Le SaaSpocalypse Survival Scanner évalue si votre logiciel peut être remplacé par une compétence native de Claude, et va jusqu’à délivrer les dernières paroles de votre produit. Grinçant, mais pas si éloigné de la réalité.
Un outil qui joue au médecin légiste du SaaS
Le principe est simple, le traitement impitoyable. Soumettez le nom d’un outil SaaS au SaaSpocalypse Survival Scanner — hébergé sur deathbyclawd.com, ce qui annonce la couleur — et l’outil rend son verdict : votre solution résiste-t-elle à l’émergence des Skills de Claude, ces capacités intégrées à l’assistant d’Anthropic qui reproduisent des fonctionnalités autrefois dévolues à des applications dédiées ? En cas de condamnation, il délivre un certificat de décès en bonne et due forme, avec les dernières paroles fictives du produit.
Derrière le gag, une question sérieuse pour les directions informatiques
Ce que le SaaSpocalypse Scanner met en scène avec outrance, c’est une tension bien réelle : les plateformes d’IA générative absorbent progressivement des usages qui nécessitaient hier des solutions verticales distinctes, qu’il s’agisse de prise de notes, de synthèse documentaire, de génération de contenus, de support de premier niveau ou d’analyse de données légères. La rationalisation du portefeuille applicatif, sujet structurant s’il en est, prend une nouvelle dimension à l’heure de l’IA agentique.
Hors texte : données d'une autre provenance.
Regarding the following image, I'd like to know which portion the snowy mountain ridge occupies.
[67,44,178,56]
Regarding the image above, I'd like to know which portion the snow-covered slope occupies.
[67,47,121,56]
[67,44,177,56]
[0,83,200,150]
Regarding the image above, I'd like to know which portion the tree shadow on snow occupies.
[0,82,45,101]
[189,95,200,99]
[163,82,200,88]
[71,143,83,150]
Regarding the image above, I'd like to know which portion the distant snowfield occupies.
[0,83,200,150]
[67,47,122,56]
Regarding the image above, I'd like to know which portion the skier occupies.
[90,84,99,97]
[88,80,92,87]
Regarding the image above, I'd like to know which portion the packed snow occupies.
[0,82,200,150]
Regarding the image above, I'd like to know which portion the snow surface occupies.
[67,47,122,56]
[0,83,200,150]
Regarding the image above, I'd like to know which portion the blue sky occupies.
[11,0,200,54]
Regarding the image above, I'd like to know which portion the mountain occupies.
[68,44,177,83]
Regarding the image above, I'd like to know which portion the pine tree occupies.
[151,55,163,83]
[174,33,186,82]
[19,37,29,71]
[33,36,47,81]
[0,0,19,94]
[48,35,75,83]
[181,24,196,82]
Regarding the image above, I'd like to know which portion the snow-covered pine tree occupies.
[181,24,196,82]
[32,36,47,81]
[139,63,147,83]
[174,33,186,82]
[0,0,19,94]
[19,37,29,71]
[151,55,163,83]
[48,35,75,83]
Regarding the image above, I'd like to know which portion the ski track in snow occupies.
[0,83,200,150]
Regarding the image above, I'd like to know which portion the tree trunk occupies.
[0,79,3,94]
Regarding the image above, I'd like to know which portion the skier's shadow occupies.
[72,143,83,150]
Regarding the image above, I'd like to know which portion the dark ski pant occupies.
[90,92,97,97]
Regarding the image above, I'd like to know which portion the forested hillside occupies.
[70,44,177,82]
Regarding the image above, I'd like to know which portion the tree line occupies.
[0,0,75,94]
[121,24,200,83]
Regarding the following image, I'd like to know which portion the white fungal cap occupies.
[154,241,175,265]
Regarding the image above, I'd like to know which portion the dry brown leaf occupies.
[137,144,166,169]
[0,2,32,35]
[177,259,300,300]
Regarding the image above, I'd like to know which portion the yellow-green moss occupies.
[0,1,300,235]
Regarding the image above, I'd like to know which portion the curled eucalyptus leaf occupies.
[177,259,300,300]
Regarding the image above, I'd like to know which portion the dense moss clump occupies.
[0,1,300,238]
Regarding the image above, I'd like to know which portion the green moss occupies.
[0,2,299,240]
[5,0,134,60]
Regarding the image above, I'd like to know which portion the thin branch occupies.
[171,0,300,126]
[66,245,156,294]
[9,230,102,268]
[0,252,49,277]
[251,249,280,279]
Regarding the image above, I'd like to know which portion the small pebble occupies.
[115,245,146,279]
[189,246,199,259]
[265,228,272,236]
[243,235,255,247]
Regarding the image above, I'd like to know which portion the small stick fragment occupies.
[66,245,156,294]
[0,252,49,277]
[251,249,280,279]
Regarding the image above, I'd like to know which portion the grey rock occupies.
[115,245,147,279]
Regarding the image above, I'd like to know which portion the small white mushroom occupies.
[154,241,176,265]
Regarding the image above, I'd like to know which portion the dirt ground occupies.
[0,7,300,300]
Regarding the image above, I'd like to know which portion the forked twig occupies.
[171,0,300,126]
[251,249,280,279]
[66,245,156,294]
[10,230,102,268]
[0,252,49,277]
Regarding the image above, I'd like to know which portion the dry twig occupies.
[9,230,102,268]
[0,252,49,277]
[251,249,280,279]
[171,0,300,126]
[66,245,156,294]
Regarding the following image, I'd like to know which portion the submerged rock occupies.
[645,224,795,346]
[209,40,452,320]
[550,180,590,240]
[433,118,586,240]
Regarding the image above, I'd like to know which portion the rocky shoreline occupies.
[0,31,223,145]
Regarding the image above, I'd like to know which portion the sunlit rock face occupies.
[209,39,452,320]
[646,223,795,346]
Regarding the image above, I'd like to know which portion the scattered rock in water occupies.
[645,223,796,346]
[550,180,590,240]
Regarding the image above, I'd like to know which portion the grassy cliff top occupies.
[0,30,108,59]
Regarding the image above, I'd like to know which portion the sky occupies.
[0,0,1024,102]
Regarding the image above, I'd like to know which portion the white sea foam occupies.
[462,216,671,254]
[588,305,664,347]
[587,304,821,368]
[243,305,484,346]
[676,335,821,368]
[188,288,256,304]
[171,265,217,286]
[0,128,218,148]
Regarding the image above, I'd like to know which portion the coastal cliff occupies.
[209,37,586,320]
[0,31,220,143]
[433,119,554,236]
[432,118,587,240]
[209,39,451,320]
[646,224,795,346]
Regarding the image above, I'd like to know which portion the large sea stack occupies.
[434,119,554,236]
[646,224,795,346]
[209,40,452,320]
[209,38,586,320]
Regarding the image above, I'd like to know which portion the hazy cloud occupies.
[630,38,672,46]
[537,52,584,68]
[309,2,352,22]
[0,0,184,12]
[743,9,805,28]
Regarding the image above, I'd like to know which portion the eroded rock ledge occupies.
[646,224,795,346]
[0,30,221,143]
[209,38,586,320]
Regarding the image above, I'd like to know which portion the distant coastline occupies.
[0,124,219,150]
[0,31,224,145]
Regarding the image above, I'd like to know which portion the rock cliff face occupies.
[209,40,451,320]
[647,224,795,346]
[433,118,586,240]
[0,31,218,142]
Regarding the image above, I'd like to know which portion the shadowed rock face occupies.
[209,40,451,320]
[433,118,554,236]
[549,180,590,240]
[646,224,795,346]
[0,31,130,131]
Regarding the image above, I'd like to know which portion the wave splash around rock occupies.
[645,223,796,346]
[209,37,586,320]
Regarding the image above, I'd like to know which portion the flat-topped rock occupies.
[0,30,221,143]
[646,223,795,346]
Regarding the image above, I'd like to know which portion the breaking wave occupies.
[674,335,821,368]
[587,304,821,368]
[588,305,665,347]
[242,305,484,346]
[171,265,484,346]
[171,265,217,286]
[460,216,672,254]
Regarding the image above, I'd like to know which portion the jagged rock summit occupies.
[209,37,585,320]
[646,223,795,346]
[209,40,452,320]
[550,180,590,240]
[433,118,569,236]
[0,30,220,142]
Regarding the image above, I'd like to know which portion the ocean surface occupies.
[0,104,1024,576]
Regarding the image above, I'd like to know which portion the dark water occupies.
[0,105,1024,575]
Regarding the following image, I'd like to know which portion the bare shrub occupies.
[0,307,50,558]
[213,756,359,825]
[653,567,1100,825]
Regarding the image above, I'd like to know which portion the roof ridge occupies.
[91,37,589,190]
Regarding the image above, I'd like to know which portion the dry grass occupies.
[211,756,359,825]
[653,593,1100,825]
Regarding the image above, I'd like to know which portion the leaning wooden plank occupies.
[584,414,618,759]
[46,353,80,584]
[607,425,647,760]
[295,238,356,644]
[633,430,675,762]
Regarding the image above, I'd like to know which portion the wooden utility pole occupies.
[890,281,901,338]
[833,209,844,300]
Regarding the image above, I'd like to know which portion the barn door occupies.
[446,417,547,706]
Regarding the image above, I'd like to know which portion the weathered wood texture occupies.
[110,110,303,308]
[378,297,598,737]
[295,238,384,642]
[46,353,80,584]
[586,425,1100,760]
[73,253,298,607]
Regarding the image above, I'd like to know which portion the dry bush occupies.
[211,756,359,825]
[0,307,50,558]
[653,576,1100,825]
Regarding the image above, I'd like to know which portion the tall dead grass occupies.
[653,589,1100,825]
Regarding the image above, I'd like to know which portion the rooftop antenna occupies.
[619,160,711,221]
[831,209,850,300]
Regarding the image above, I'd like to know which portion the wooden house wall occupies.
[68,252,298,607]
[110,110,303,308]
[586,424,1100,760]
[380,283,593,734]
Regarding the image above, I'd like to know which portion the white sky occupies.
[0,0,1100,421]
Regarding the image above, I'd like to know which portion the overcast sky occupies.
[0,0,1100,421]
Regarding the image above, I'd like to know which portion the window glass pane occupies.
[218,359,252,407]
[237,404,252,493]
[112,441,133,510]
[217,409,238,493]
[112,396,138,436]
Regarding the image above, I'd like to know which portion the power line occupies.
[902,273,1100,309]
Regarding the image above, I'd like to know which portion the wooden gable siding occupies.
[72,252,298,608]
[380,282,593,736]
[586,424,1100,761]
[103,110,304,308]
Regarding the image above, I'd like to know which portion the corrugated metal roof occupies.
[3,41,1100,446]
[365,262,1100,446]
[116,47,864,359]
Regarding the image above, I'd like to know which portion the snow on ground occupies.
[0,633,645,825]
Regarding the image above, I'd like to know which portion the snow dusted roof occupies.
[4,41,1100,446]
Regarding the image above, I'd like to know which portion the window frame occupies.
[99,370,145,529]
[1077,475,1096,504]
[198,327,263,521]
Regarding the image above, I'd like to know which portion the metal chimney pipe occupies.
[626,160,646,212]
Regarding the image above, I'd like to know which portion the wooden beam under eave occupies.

Le scanner surjoue évidemment le propos. Aucune solution critique, qu’elle relève de l’ERP, de l’ITSM, de la cybersécurité ou de la souveraineté des données, ne sera balayée par un assistant conversationnel. Mais entre statu quo et apocalypse, il reste un espace de questionnement stratégique que cet outil parodique contribue, à sa façon, à débroussailler. Le tester avec sa propre stack applicatif est distrayant. En tirer des conclusions définitives serait une autre histoire.